Neural Network

class statinf.ml.neuralnetwork.Layer(n_in, n_out, activation='linear', W=None, b=None, init_weights='xavier', init_bias='zeros', seed=DeviceArray([0, 0], dtype=uint32))[source]

Bases: object

class statinf.ml.neuralnetwork.MLP(loss='MSE', random=None)[source]

Bases: object

Multi-Layer Perceptron

References

Rosenblatt, F. (1958). The perceptron: a probabilistic model for information storage and organization in the brain. Psychological review, 65(6), 386.

add(layer)[source]

Stack layer to Neural Network

Parameters

layer (Layer()) – Layer to be stacked

fit(data, X, Y='Y', epochs=100, optimizer='SGD', batch_size=1, training_size=0.8, test_set=None, learning_rate=0.05, L1_reg=0.0, L2_reg=0.0, early_stop=True, patience=10, improvement_threshold=0.995, restore_weights=True, verbose=True, verbose_all=False, plot=False, *args)[source]

Train the Neural Network.

Parameters
  • data (pandas.DataFrame) – Layer id from which to fetch the parameters.

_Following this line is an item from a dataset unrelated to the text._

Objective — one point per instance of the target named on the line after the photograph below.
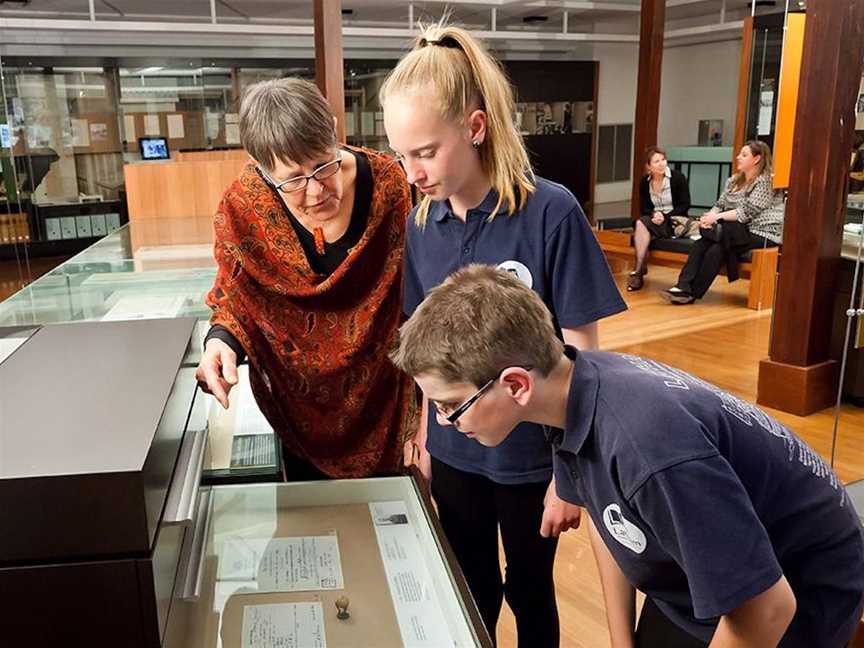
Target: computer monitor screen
(154, 148)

  • X (list) – List of X input variables.

  • Y (str, optional) – Variable to predict, defaults to ‘Y’.

  • epochs (int, optional) – Number of epochs to train the network, defaults to 100.

  • optimizer (str, optional) – Algortihm to use to minimize the loss function, defaults to ‘SGD’ (see optimizers).

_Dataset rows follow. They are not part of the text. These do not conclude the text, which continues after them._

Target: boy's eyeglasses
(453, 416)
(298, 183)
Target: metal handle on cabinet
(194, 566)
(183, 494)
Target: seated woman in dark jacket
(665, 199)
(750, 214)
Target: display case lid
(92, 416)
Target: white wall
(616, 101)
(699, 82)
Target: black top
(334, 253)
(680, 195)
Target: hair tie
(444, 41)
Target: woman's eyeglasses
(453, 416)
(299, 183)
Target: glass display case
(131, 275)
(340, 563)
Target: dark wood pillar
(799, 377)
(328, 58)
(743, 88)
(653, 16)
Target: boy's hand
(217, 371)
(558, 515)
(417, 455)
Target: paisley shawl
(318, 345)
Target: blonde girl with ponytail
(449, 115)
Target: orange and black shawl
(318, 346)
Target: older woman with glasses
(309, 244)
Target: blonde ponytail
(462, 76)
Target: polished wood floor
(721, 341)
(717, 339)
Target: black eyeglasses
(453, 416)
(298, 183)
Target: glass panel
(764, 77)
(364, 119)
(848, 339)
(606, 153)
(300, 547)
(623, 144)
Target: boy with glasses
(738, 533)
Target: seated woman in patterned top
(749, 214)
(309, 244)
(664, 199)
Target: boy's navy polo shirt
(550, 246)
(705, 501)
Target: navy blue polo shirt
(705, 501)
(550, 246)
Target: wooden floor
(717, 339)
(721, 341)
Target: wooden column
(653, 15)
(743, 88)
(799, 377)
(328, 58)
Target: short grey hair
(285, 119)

  • batch_size (int, optional) – Size of each batch to be trained, defaults to 1.

  • training_size (float, optional) – Ratio of the data to be used for training set (\(\in (0, 1)\)) the remainder is used for test set, defaults to 0.8.

  • test_set (pandas.DataFrame, optional) – Data frame to use as test set (overrides training_size if provided), defaults to None.

  • learning_rate (float, optional) – Learning rate (step size) for gradient descent, defaults to 0.01.

  • L1_reg (float, optional) – Coefficient \(\lambda_{1} \in (0,1)\) for the L1 penalty, defaults to 0.

  • L2_reg (float, optional) – Coefficient \(\lambda_{2} \in (0,1)\) for the L2 penalty, defaults to 0.

  • early_stop (bool, optional) – Apply early-stopping method to avoid over-fitting. Stop the training sequence after the patience (see below) with no improvement, defaults to True.

  • patience (int, optional) – Number of iterations to wait after a minimum has been found. If no improvement, training sequence is stopped, defaults to 10.

  • improvement_threshold (float, optional) – Change level of the loss from which we consider it is an improvement, defaults to 0.995.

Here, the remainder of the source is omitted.